Si la semaine dernière ma dernière critique portait sur un roman boosté à l’urbanité et à l’éphémère des rapports contemporains, la prochaine critique, quant à elle, traite d’une œuvre cinématographique lente, coupée jusqu’au paroxysme du monde extérieur. Claustrophobes ou hyper-actifs, s’abstenir.

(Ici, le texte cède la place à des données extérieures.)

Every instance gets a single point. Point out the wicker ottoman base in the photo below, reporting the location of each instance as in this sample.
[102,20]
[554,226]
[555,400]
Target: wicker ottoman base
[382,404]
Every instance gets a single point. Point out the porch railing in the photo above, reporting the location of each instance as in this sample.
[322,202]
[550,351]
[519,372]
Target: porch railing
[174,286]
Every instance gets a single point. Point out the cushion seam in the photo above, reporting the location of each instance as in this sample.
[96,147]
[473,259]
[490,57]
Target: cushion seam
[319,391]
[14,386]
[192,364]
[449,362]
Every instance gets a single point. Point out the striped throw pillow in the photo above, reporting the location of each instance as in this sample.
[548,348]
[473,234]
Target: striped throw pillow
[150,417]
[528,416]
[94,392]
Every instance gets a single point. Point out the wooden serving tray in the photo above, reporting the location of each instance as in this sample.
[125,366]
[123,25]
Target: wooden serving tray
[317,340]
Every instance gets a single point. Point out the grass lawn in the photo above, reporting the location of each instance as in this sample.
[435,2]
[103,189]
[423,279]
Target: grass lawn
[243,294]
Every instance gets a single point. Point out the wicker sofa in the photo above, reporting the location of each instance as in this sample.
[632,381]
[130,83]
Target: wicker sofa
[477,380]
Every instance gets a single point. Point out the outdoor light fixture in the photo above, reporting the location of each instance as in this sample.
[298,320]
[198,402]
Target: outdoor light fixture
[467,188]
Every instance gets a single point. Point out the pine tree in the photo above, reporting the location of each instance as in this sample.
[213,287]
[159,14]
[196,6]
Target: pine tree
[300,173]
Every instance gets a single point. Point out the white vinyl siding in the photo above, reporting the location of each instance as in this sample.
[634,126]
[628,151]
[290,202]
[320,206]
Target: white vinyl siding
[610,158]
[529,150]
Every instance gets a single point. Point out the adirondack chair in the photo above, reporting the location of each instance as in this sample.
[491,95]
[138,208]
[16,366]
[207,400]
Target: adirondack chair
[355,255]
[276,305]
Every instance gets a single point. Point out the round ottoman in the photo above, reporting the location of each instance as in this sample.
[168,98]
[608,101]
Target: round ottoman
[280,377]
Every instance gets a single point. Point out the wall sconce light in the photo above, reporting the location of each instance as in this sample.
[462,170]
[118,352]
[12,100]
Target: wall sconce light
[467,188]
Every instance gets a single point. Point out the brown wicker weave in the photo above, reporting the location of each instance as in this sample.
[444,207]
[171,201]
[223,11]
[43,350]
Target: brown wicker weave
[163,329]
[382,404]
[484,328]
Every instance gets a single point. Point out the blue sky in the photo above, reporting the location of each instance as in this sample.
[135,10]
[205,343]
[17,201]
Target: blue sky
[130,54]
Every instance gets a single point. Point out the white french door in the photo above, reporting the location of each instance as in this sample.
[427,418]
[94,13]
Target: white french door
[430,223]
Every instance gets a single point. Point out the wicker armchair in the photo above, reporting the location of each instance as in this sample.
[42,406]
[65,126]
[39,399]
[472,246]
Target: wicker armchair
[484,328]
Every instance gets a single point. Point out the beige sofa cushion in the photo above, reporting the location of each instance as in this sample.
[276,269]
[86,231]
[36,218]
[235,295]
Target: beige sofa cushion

Tout commence lorsque trois amis se rendent dans un camp de chasse en plein cœur de la forêt autrichienne. Une fois arrivés au chalet, deux d’entre eux repartent rapidement au village le plus proche. Ils ne reviendront jamais. C’est donc l’amie du couple qui demeure au chalet. Après une journée d’attente, elle commence à s’inquiéter. Elle n’a aucune nouvelle de ses amis. Accompagnée de son chien Lynx, elle part donc à leur recherche sur la petite route en terre battue. Soudain, elle se heurte à un mur invisible, lisse et froid. Elle ne parvient pas à le contourner. Prisonnière en plein cœur de la vaste forêt, elle devra lutter pour sa survie. Sa plus grande guerre ne sera pas contre la nature, mais bien contre elle-même, contre ses pensées. Elle réapprend à vivre autrement en cultivant et en chassant. Sortir de l’état de torpeur et refuser le suicide apparaissent comme les plus grands obstacles à franchir pour l’héroïne.

Le récit analeptique est transmis par le personnage de la prisonnière. L’alternance entre les scènes d’écriture où la narratrice raconte son récit et les scènes du passé permet de saisir l’ampleur du choc psychologique vécu par cette dernière. La réflexion constante qu’elle fait sur son sort et sa condition de vivante évolue au fil du récit, au rythme où les évènements s’enchaînent.

Le film est esthétiquement impressionnant. La qualité photographique insuffle un côté réaliste à l’œuvre. Le décor bucolique de la forêt autrichienne tient à lui seul une place essentielle dans la structure narrative et esthétique du film. Il entre en osmose avec le personnage principal. La nature a quelque chose de rassurant et d’apaisant dans le film – elle aurait très bien pu être complètement dystopique. Les larges panoramas dévoilés apparaissent même idylliques et contrastent avec l’enfermement du personnage principal. Dans cette même optique, le montage travaille sur cette dualité espace clos/espace ouvert. L’alternance entre les plans très rapprochés et les plans à grande profondeur de champ produit cet effet de vertige et de contraste et inscrit le film dans une thématique à la fois personnelle et universelle.

Si les images travaillent l’atmosphère particulière du film, le son est aussi mis à contribution. En effet, les bruits de la nature y sont exploités et y sont mêlés à la musique de Jean-Sébastien Bach. Lorsque le personnage s’approche du mur, un son lourd et métallique coupe la trame sonore et contraste avec l’aspect humain et naturel du film. Nous avons affaire à une véritable aventure esthétique et psychologique. Le Mur Invisible travaille aussi sur la temporalité. Le film est long et est parsemé de silences qui font sentir le temps. Nous sommes dès lors intégrés au paysage emprisonné.

Ce retour à la terre forcé et cette violente solitude forgent la réflexion autour de la relation de l’être humain avec la nature, le lien étroit entre humanité et animalité. Plusieurs métaphores quant à la condition féminine, au monde moderne transpercent aussi le récit.

J’ai beaucoup apprécié ce film de Julian Pölsler. La prestation de Martina Gedeck qui avait joué aussi dans l’inoubliable La vie des autres est irréprochable. Tout le film tient sur ses épaules et elle s’en tire de façon magistrale. Cette adaptation du roman de l’Autrichienne Marlen Haushofer est une réussite et détone des films actuels, car elle est à la croisée du drame psychologique, du récit d’aventures et du film fantastique.